I've been trying to implement a YOLO-like model for object detection. I came up with the following approach:
- Images (B, 3, 224, 224) are fed to a possibly pretrained ResNet backbone
- Each cell of the resulting feature map of shape (B, 512, 7, 7) is mapped to confidence score (estimated probability that the cell includes some object), shift of the center of the bounding box within the cell and width and height of that bounding box.
- At inference, outputs are post-processed with Soft-NMS to remove duplicates caused by interpreting the confidence map distribution as independent wrt coordinates within the map.
I predict a single bounding box per cell and no classes as my dataset has one object per image at most and a single class. I tried to use CE loss for confidence and mix of MSE and SIoU for boxes.

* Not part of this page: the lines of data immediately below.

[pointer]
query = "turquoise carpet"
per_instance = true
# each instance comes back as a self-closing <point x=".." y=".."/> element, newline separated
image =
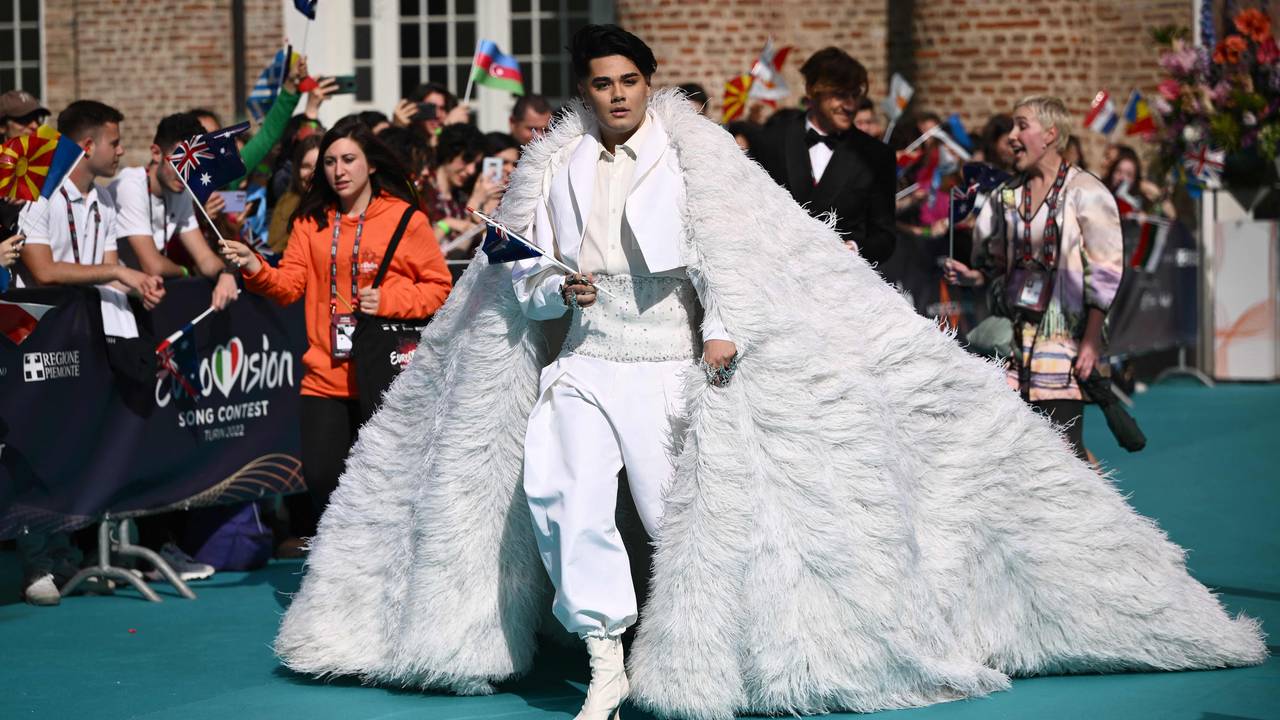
<point x="1208" y="475"/>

However, despite the model finding the objects and their center nicely, it just refused to infer relevant width and height, always spitting out the mean bounding box almost independently from the actual object size.
To fix that, I tried adding anchor boxes, obtained by K-Means of the dataset, and predicting multiple boxes per cell, assigning ground truth box to anchor box with best IoU. After that, the model started working correctly even in cases where the required ground truth box was not similar to any of anchor boxes.
Why does that happen? I understand the idea of anchor boxes (that we are predicting corrections to some set of predefined anchor boxes instead of directly predicting the box at once), however I just don't see why it works better. It seems like we are predicting the same information, just in a more convoluted way!